Easy Rider, curieux sujet de fascination de par le monde durant maintenant plus de 40 ans. Le film de Dennis Hopper, l’acteur, d’ordinaire, aura marqué les générations comme étant le film déclencheur d’une nouvelle vague hollywoodienne à la fin des années 60, un film contemplatif qui mettait en lumière le prix de la liberté dans une société assistée et jalouse de son prochain. La radicalité des cultures, l’affront d’une simple coupe de cheveux loin des chez soi, l’esprit de fuite en avant alors que la société dicte ses lois, ses mœurs. Dennis Hopper et son compagnon de route, Peter Fonda, accessoirement Jack Nicholson, sont des parasites dans un corps réglé comme du papier à musique, des mecs ayant préférer tenter leur chance sur la route, libre comme l’air, plutôt que comme maillon d’une infinie chaîne de consommation, de production et de stéréotypes.
Si l’on n’est maintenant coutumier du film dit d’époque, soit un retour en arrière pour le besoin d’une fiction, il est rare de pouvoir encore contempler un véritable film sur son époque propre. C’est le cas d’Easy Rider qui fait hautement figure de témoignage d’une époque pas si lointaine ou l’envie de libertés, d’émancipation, était plus forte que jamais. Des hippies vivant en des communautés arriérées, en quête d’oubli d’une vie en métropole stressante et futile, des agriculteurs d’Amérique profonde en quête de savoir, un peuple sudiste raciste et intolérant seront parmi d’autres, les spectateurs et les acteurs du voyage de nos deux californiens sur leurs motos Old School, partant chassé l’inconnu contre vent et marée.
S’il est difficile pour certain de s’imprégner du climat du film, qu’ils penseront futile et sans récit, il est d’autant plus facile pour d’autres, curieux, de comprendre les aboutissants, les intentions de Dennis Hopper qui aura, en réalisant ce film, simplement voulu dresser un portrait social, géographique et ethnographique de ce grand pays qu’est l’Amérique.

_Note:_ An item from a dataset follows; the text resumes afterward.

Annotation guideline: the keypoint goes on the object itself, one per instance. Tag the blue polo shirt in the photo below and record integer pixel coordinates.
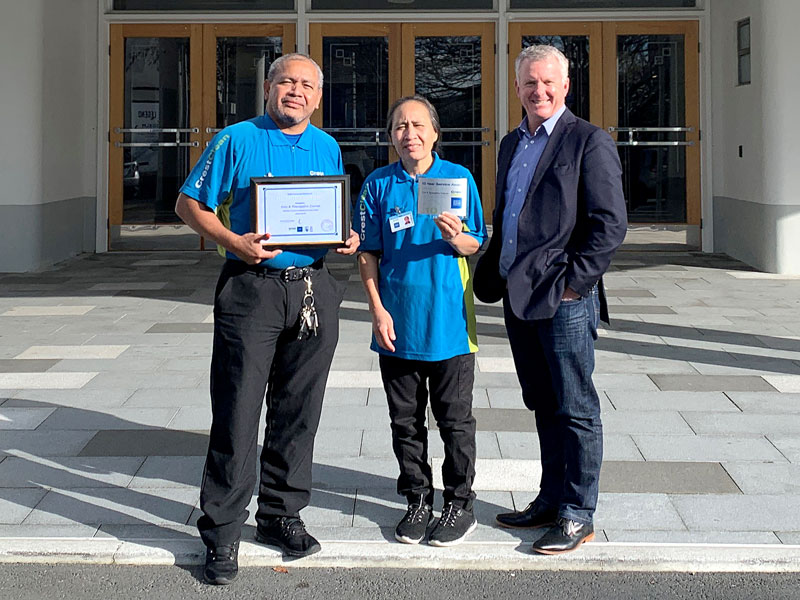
(424, 284)
(257, 148)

Les cultures se heurtent plus que jamais, les paysages détonnent autour de longues routes monotones, le vrai vent de liberté des temps modernes, aux commandes d’un véhicule à moteur. Fait marquant, si nos deux compagnons sont deux purs produits ethniques américains, ils découvriront malgré eux que l’Amérique est bien plus vaste et complexe qu’il ne l’avait pensé. Leur voyage se terminera par ailleurs brutallement faute d’intolérance. La peur du différent, la jalousie engendre un acte cruel et difficilement compréhensible.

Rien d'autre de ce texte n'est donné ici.